Bruce Siceloff, Staff Writer
Lone Wolf, a robot Lotus roadster based at N.C. State University, advanced Thursday to the semifinals in a $3.5 million Pentagon contest to create driverless vehicles for war zones.
The Defense Department invited Lone Wolf and 35 other robot vehicles to take part in qualifying trials Oct. 26 through 31 at the former George Air Force Base in California. The top 20 will compete Nov. 3 in the final race, a 60-mile simulated military supply mission set in urban traffic conditions.
Lone Wolf is a Lotus Elise, a two-seat British sports car, crammed with navigational gear and computers programmed to tell the car where to go. Its creators are a volunteer team of 50 engineers and NCSU students.

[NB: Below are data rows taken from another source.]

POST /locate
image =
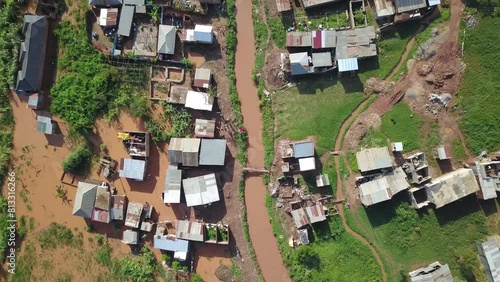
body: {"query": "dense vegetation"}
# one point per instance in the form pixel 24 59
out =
pixel 478 96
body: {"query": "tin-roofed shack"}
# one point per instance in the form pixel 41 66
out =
pixel 190 230
pixel 133 217
pixel 204 128
pixel 373 159
pixel 136 143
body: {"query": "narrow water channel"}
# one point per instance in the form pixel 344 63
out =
pixel 263 240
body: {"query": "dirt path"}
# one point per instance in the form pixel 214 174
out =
pixel 340 192
pixel 261 234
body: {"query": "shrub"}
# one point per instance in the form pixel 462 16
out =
pixel 79 161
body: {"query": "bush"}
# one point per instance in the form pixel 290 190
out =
pixel 79 161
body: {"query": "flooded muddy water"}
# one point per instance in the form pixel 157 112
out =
pixel 263 240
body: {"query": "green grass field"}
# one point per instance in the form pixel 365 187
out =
pixel 478 96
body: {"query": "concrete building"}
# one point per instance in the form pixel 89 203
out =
pixel 202 190
pixel 373 159
pixel 435 272
pixel 489 255
pixel 383 188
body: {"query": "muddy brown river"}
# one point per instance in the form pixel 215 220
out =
pixel 263 240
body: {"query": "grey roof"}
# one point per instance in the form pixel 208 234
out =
pixel 303 149
pixel 126 19
pixel 314 3
pixel 190 230
pixel 350 64
pixel 373 158
pixel 323 59
pixel 489 255
pixel 409 5
pixel 213 152
pixel 44 125
pixel 133 169
pixel 435 272
pixel 172 193
pixel 84 199
pixel 105 2
pixel 130 237
pixel 451 187
pixel 166 39
pixel 300 218
pixel 32 53
pixel 299 63
pixel 134 2
pixel 357 43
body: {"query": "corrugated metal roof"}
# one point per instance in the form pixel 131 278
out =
pixel 324 39
pixel 126 19
pixel 298 39
pixel 201 190
pixel 373 158
pixel 133 216
pixel 409 5
pixel 190 230
pixel 283 5
pixel 166 39
pixel 300 218
pixel 133 169
pixel 199 101
pixel 84 199
pixel 32 53
pixel 204 128
pixel 303 149
pixel 323 59
pixel 316 213
pixel 173 180
pixel 451 187
pixel 435 272
pixel 202 78
pixel 213 152
pixel 490 259
pixel 203 33
pixel 347 64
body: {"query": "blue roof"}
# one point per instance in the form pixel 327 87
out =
pixel 303 149
pixel 177 245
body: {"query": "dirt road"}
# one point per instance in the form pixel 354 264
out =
pixel 263 240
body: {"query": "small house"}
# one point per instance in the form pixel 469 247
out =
pixel 45 125
pixel 126 20
pixel 133 169
pixel 35 101
pixel 373 159
pixel 108 17
pixel 130 237
pixel 84 199
pixel 32 53
pixel 173 180
pixel 213 152
pixel 190 230
pixel 118 207
pixel 133 217
pixel 204 128
pixel 101 211
pixel 170 243
pixel 202 78
pixel 435 272
pixel 299 63
pixel 166 39
pixel 203 34
pixel 201 190
pixel 199 101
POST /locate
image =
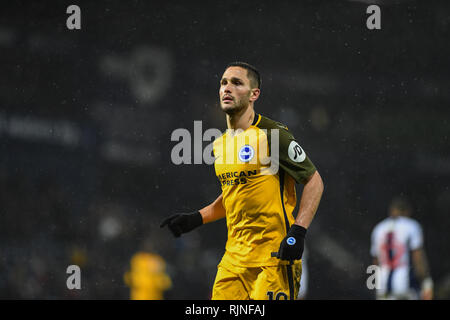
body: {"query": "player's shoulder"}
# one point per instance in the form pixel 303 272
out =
pixel 264 122
pixel 382 225
pixel 410 222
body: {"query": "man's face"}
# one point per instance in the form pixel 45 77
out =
pixel 235 90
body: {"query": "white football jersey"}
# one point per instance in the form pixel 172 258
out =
pixel 392 241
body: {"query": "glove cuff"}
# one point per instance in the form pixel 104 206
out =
pixel 297 231
pixel 197 219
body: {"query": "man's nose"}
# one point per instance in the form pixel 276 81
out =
pixel 227 89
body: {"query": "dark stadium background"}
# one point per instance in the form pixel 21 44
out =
pixel 86 118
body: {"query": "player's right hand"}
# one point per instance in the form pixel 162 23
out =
pixel 183 222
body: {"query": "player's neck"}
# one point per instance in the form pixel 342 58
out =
pixel 241 121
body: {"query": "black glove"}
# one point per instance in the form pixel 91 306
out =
pixel 183 222
pixel 291 248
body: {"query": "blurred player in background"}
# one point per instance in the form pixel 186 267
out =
pixel 147 277
pixel 397 247
pixel 265 242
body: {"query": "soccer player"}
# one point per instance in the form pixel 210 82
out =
pixel 257 161
pixel 397 247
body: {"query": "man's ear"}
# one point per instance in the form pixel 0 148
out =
pixel 255 94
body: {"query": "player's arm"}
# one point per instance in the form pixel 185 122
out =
pixel 294 161
pixel 420 264
pixel 309 201
pixel 184 222
pixel 213 211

The Defense Advanced Research Projects Agency launched its urban challenge in response to a mandate from Congress to have one-third of all ground combat vehicles capable of operating without drivers by 2015.
Grayson Randall of Cary, an IBM senior software engineer who heads the Lone Wolf team, said robot vehicles could reduce the kinds of injuries and deaths caused by roadside bombs in Iraq.
"This competition has a lot of relevance," Randall, 51, said Thursday after the semifinalists were announced. "With the ability to load up a truck with supplies and simply tell it to go to a location without a human driver, any damage that is done to the vehicle eliminates that human element."
The defense research agency is involved these days with bionic arms and cyber weapons. But its director, Tony Tether, expressed awe at the simpler talents of robot cars that can obey traffic laws and navigate four-way-stop intersections.
"We do have an exciting race on our hands," Tether said in a webcast from Anaheim, Calif.
Randall said he and his team took Lone Wolf to Virginia International Raceway near Danville recently to see what the little blue sports car could do on an actual race track.
Lone Wolf reached a speed of 49 mph as it drove itself around the 3.27-mile course, but it was not a perfect run.
The right wheels slipped off the pavement on a sharp curve, and the robot Lotus spun out harmlessly. Randall's team members can be heard giggling like kids on a video clip they posted on YouTube.
It was something any rookie driver might do, Randall said.
"The track people said it's very normal for a novice driver to get the wheels off and then try to get back on the track -- and they always spin out."